EBOLAVIRUS IN THE UNITED STATES
This is literally the fodder of nightmares and horror films. A virus, a primitive microscopic cluster of proteins infects a local population in some of the deepest, darkest jungle environments in Africa and it is carried unknowingly by a single individual, Patient “X”, who has been positively identified as Thomas E. Duncan, into the United States. Patient X had direct contact with who knows how many people in airports and on the four flights that brought him from Monrovia, Liberia, via Brussels and Dulles Airport outside Washington, DC and ultimately to his final destination of Dallas, Texas.
There remains a fair amount of confusion regarding Patient X and his initial visit to the emergency department at Texas Health Presbyterian Hospitals in Dallas shortly after his arrival in Texas. For whatever reason (s) he was sent home from that emergency department visit with an antibiotic and some pain relievers. He returned within 30 hours to the emergency department this time presenting with florid symptoms of the deadly disease. As epidemiologists and other CDC investigators are engaged in the daunting task of locating those who may have had some degree of contact with Patient X during his lengthy, multi-leg travels home, many others at the CDC and NIH virology and infectious disease departments are working on the many and clinical, treatment, and societal aspects a wide scale Ebola outbreak would present. As they work on the problems, the challenges are daunting.
Those of us of a certain age can recall a similar medical mystery, an outbreak of a “new” disease that was as frightening as it was clinically confounding.
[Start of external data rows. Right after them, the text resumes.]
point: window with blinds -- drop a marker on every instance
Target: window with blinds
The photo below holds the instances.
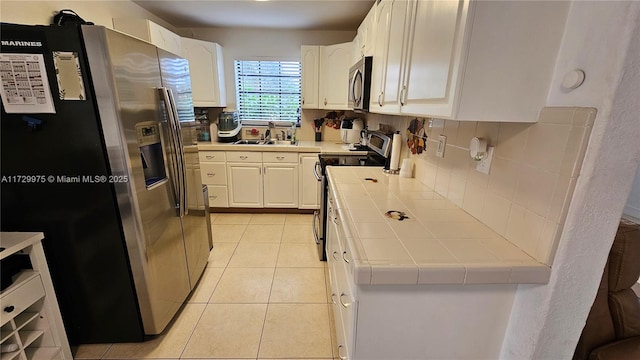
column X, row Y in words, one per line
column 268, row 90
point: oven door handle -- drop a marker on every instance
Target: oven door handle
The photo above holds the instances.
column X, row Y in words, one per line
column 316, row 215
column 316, row 172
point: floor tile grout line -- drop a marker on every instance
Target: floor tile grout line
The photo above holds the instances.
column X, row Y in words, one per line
column 264, row 321
column 184, row 348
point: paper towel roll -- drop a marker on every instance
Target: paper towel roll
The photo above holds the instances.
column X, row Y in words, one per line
column 396, row 145
column 407, row 168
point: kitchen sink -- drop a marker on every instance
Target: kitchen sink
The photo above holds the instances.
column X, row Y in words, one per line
column 266, row 142
column 249, row 142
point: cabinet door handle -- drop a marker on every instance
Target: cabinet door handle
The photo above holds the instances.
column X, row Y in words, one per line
column 334, row 255
column 346, row 305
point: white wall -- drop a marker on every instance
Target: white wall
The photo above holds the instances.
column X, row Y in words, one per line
column 602, row 39
column 98, row 12
column 262, row 44
column 632, row 209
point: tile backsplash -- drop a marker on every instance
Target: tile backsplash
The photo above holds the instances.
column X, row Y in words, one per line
column 533, row 173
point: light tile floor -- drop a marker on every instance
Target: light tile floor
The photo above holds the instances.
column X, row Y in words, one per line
column 263, row 295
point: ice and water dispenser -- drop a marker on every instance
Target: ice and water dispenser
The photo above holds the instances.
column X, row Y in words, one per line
column 149, row 142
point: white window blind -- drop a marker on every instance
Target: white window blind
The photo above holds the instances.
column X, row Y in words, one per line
column 268, row 90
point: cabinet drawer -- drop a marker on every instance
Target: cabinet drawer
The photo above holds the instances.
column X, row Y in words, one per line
column 211, row 156
column 218, row 196
column 213, row 174
column 280, row 157
column 21, row 295
column 244, row 156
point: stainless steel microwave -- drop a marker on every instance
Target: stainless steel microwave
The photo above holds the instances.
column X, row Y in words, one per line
column 360, row 84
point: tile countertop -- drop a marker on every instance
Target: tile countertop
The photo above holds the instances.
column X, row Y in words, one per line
column 13, row 242
column 325, row 147
column 438, row 244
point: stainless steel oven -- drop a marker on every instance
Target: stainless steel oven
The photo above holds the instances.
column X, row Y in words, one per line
column 360, row 84
column 374, row 157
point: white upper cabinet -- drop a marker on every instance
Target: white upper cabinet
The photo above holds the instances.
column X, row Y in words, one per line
column 310, row 62
column 334, row 76
column 388, row 60
column 150, row 32
column 206, row 66
column 466, row 60
column 325, row 76
column 430, row 39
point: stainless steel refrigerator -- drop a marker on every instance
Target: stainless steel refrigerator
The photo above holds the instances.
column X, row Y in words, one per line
column 92, row 156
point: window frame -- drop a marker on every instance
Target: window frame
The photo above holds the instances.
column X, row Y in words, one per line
column 264, row 122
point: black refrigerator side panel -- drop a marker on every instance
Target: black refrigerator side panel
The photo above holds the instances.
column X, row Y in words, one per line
column 84, row 242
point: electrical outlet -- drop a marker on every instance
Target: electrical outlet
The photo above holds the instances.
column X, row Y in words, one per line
column 484, row 165
column 442, row 142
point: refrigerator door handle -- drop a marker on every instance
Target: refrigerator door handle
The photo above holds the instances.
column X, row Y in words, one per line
column 174, row 165
column 182, row 183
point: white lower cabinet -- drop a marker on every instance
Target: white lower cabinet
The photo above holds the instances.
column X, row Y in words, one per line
column 244, row 175
column 213, row 172
column 248, row 179
column 194, row 181
column 342, row 290
column 412, row 321
column 308, row 184
column 280, row 179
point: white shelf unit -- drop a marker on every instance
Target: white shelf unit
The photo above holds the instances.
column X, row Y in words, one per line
column 30, row 315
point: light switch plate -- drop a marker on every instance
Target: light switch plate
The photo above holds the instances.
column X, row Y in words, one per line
column 442, row 143
column 484, row 165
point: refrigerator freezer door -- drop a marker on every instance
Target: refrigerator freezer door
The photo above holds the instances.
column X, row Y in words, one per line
column 84, row 240
column 175, row 77
column 126, row 75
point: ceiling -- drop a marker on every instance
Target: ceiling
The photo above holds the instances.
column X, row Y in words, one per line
column 275, row 14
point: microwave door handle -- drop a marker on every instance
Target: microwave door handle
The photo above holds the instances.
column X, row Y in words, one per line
column 356, row 101
column 182, row 185
column 172, row 141
column 315, row 171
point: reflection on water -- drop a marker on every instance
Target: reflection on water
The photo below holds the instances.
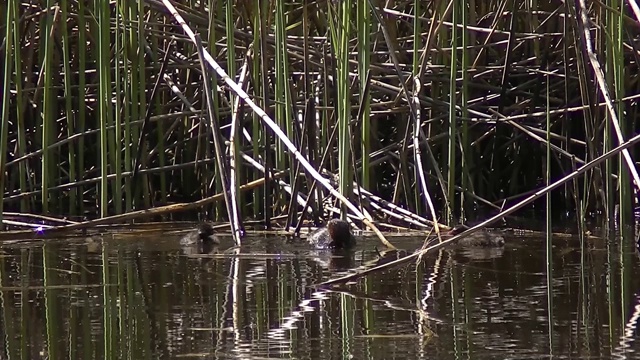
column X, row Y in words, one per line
column 147, row 298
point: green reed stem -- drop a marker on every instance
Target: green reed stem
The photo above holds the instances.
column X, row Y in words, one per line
column 364, row 62
column 6, row 87
column 451, row 151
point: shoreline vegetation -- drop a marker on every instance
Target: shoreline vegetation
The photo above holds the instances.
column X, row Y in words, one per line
column 270, row 113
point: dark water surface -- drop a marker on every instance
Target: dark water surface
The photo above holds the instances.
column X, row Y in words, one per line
column 140, row 296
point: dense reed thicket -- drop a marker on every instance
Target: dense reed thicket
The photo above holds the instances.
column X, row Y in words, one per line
column 466, row 105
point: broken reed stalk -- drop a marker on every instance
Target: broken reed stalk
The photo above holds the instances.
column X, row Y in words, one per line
column 173, row 208
column 217, row 137
column 542, row 192
column 274, row 127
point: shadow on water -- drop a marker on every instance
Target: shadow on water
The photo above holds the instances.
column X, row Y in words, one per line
column 146, row 296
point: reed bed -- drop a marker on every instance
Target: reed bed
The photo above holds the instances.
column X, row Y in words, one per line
column 410, row 112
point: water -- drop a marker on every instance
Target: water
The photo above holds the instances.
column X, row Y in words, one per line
column 139, row 296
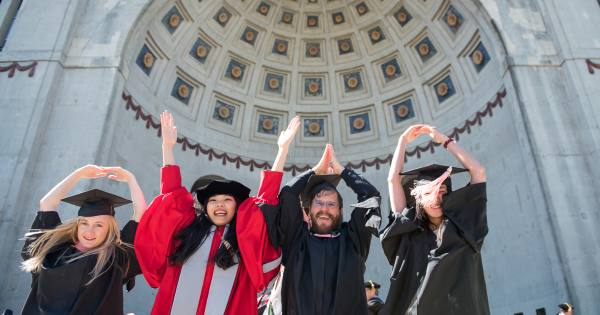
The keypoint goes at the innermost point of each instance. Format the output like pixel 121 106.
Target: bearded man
pixel 325 257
Physicians in New York City and San Francisco initially began reporting increasing numbers of young homosexual men presenting with an odd malignancy - Kaposi’s Sarcoma – as well as an ill-defined syndrome that included deficiencies in their immune systems. The immune cells that were depleted were of a specific variety, T-cells, cells vital to the effectiveness of the entire immune system. Some of this growing patient population exhibited other uncommon symptoms particularly PCP pneumonia– a typically benign organism that lives in all of our lungs without event but in the men with compromised immune systems, this opportunistic disease was often proof positive of the presence of what would later be known as Acquired Immune Deficiency Disease or, commonly, AIDS.
At the time the AIDS crisis hit full force in NYC there was much misinformation and disinformation that it created confusion and fear among professions from Police and Fire Fighters, EMT’s, funeral parlor morticians, nurses and other health care workers as well as among a general public looking for some place to assign blame. The word AIDS was enough to strike fear in the hearts of many in the “vulnerable “populations who were assigned to care for them and handle their bodies once they died. It seemed that every new missive from a public health official only created a host of new fears. The protective standard observed by health care professionals and those who came into contact with such people like Cops, was “BBF” – the acronym for Blood and Body Fluid Precautions. This proved to be an inadequate protocol in the face of what felt like an ever expanding epidemic, and eventually it gave way to the practice of “Universal Precautions”: treat every person you came in contact with as if they were infected.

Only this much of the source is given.